I looked up ‘Prepare for Christmas’ on Google and found ‘make a Christmas playlist; build a gingerbread house; decorate your house; watch a Christmas Special.’ You might think ‘what an un-spiritual, trivial approach to these holy days’. On the positive side, though, it might suggest a faint blurred memory of something once sacred, even to treat them just as holidays, even when the reason and the story behind the reason has long faded away.
What does preparing for a religious festival mean? To prepare for a recurring feast is to refresh and restore an understanding of life’s depth dimension. Anything we do regularly – even meditation – can easily become superficial and go to automatic pilot, robbing us of the sense of wonder and gratitude it is designed to awaken in us. All perception of sacred mystery requires heightened awareness and readiness. ‘You must be ready’, Jesus said, ‘because you do not know on what day your Lord will come.’
One way to do so this week is to take the times of meditation seriously. Even on the busy days approaching prepare for the periods of meditation as if they were indeed the most important times of the day. To prepare, we could read the account in Luke’s gospel (2: 1-20) remembering they are 400 of the most important words ever composed. They tell a story about telling a story, passing on and refreshing it in each telling sin order that we are never be so dull-witted as to think we understand them. The angel tells the news to the shepherds (social outcasts) who tell what they heard to the Mary and Joseph (who could not find a guestroom anywhere and would soon become refugees) and the three Kings (pilgrims in a strange land) who told what they learned from the stars about the new-born. We are still part of this endless passing on of what the shepherds said they had ‘heard and seen’.
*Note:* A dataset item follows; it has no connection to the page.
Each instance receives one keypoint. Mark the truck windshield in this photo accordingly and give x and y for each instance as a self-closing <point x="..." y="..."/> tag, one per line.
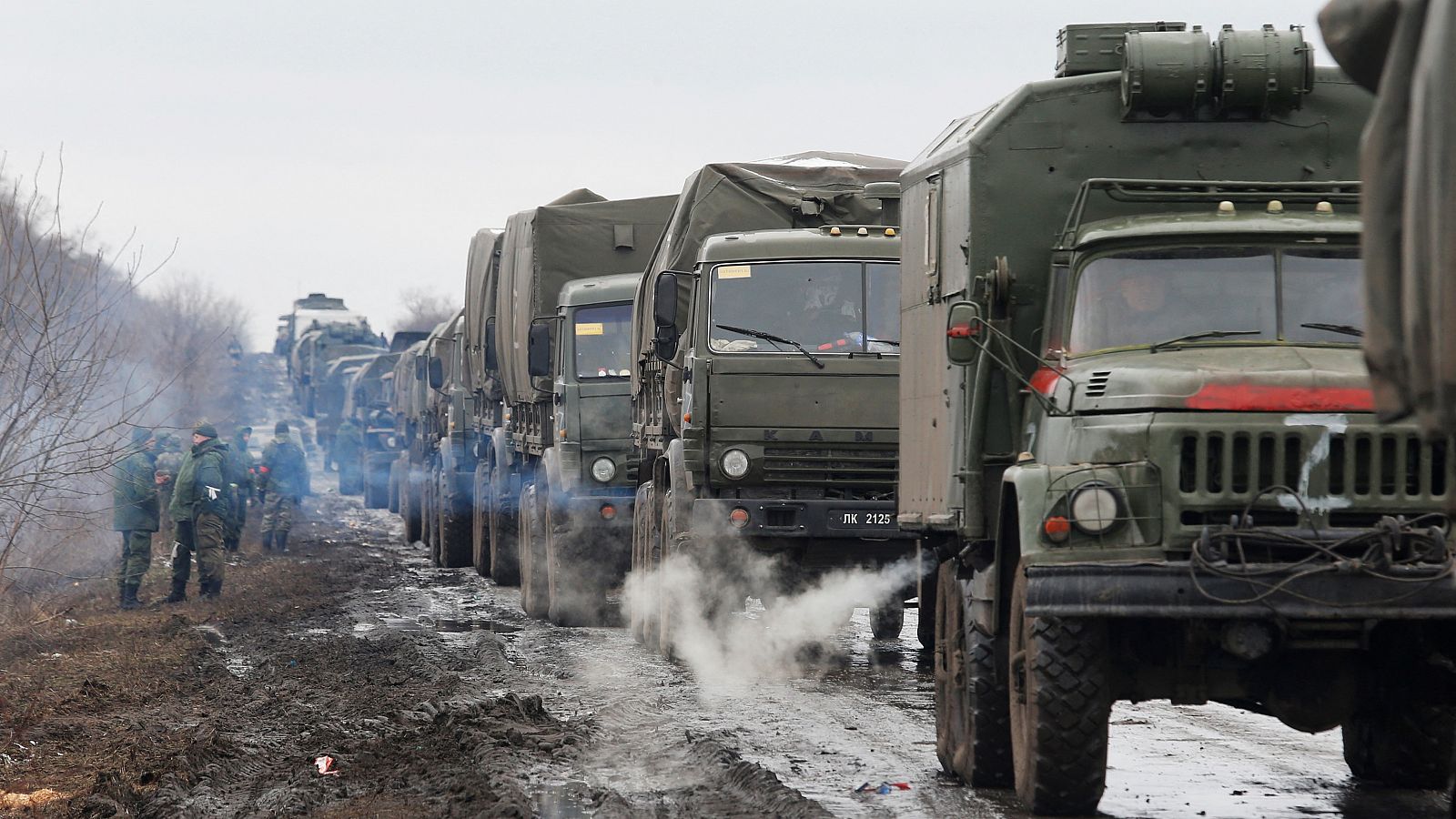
<point x="1143" y="298"/>
<point x="602" y="339"/>
<point x="827" y="307"/>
Here are four short notes from this melody to memorise and recall during the days in the week ahead:
The time came for the child to be born (v.6)
The right time and place, the end of long waiting and preparation. Meeting our destiny even when circumstances don’t seem ideally suited.
She placed him in a manger (v.7)
Manger in French is ‘to eat’. He who is called the bread of life’ is laid down where nourishment is found.
They were terrified (v.9)
When the light of the angel shone on them, the shepherds became aware of the darkness they were in. We fear to exchange the comfort of ignorance for the shock of consciousness.
They hurried off (v.16)
But once the awakening has happened there is no time to waste and fear is replaced by decisive action.
St Leo the Great in the 5th century preached an extraordinary sermon on Christmas day. He said ‘sadness should have no place on the birthday of life. The fear of death has been swallowed up; life brings us joy with the promise of eternal happiness’. Are we getting ready for a life without our deepest fear?